While notable for his genre-crossing appeal, several of Fender's hits featured verses or choruses in Spanish. Bilingual songs seldom hit the pop charts, and when they did it was because of novelty. Bilingual songs reaching the country charts was even more unusual.

Fender was heavily influenced by the swamp pop sound from southern Louisiana and southeast Texas, as is shown by his recording swamp pop standards on his 1978 album Swamp Gold. One of his major hits, "Wasted Days and Wasted Nights", has a typical swamp pop ballad arrangement. Fender associated with swamp pop musicians like Paul C. Saenz, Joe Barry and Rod Bernard, and issued many recordings on labels owned by Huey Meaux, a Cajun who specialized in swamp pop. As music writer John Broven observed, "Although Freddy was a Chicano from Texas marketed as a country artist, much of his formative career was spent in South Louisiana; spiritually Fender's music was from the Louisiana swamps."

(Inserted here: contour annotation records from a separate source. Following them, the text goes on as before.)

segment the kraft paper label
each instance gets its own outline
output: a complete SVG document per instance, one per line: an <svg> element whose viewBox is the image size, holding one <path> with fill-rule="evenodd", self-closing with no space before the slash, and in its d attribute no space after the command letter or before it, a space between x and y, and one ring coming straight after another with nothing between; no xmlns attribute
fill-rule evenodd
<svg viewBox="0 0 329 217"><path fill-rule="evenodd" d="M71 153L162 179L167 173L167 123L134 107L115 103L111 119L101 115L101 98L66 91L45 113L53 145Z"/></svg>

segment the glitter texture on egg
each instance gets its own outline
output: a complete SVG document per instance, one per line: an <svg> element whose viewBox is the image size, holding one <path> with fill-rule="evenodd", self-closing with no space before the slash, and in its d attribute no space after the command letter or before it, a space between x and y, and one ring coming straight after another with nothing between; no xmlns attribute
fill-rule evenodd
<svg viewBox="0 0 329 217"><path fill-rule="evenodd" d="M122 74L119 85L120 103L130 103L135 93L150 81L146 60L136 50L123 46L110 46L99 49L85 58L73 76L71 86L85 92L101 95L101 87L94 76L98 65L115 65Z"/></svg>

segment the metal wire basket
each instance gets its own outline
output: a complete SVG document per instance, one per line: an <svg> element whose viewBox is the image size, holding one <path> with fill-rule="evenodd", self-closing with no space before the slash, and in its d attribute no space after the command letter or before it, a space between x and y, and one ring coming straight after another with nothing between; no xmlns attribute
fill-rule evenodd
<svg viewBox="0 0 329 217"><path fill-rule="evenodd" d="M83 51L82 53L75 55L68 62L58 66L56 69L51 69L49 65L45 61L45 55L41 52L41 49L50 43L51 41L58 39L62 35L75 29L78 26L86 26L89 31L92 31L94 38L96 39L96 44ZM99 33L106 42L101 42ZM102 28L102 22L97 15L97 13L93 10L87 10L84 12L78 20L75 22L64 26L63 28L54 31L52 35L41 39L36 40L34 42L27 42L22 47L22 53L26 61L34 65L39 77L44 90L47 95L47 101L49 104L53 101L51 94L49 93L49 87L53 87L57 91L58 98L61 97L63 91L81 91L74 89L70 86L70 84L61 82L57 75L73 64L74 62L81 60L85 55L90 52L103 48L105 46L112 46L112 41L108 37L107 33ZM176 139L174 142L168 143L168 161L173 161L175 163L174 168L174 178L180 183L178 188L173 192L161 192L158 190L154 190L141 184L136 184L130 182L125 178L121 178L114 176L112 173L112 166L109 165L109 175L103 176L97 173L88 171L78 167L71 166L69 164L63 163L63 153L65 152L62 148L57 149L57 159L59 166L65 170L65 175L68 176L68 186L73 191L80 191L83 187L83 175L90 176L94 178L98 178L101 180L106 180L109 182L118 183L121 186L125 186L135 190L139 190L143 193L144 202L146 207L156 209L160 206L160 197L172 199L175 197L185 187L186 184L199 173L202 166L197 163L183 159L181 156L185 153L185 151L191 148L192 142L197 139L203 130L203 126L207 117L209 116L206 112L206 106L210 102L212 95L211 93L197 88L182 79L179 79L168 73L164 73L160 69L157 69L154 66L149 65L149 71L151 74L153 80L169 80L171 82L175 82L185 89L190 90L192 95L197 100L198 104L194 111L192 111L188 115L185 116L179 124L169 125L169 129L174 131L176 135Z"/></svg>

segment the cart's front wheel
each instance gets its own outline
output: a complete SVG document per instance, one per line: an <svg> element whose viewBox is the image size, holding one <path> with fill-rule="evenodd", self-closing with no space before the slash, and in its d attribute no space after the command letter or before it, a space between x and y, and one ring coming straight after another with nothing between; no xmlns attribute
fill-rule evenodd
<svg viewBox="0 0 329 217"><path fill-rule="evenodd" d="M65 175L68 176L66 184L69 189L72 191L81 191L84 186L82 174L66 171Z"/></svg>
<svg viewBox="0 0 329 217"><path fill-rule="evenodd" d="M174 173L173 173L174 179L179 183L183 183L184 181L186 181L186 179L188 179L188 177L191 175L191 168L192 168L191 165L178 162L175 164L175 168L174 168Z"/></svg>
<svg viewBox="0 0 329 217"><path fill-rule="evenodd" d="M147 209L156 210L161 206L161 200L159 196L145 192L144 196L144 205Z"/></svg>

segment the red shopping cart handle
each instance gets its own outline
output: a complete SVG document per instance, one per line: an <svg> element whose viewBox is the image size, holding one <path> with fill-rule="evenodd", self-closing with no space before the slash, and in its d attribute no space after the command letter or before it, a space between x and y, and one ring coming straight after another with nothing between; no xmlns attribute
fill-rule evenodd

Freddy Fender underwent a kidney transplant in 2002 with a kidney donated by his daughter and underwent a liver transplant in 2004. Nonetheless, his condition continued to worsen. He was suffering from an "incurable cancer" in which he had tumors on his lungs. On December 31, 2005, Fender performed his last concert and resumed chemotherapy.

He died in 2006 at the age of 69 of lung cancer at his home in Corpus Christi, Texas, with his family at his bedside. He was buried in his hometown of San Benito.

International news coverage of the death cited an oft-expressed wish by the singer to become the first Mexican-American inducted into the Country Music Hall of Fame, with reporters noting that posthumous induction remains a possibility.

A Freddy Fender Museum and The Conjunto Music Museum opened November 17, 2007, in San Benito. They share a building with The San Benito Historical Museum. His family is committed to continue the Freddy Fender Scholarship Fund and other philanthropic causes which the musician was passionate about.

The song "Dead Man's Curve" from the album NonStopErotik by Black Francis is about Freddy Fender.

In 1988, Fender played the mayor of a small New Mexico town in the Robert Redford-directed film The Milagro Beanfield War. Fender also appeared in the prison movie Short Eyes, a 1977 film directed by Robert M. Young. In this film adaptation of the Miguel Pinero play, Fender acted as "Tony", a minor character.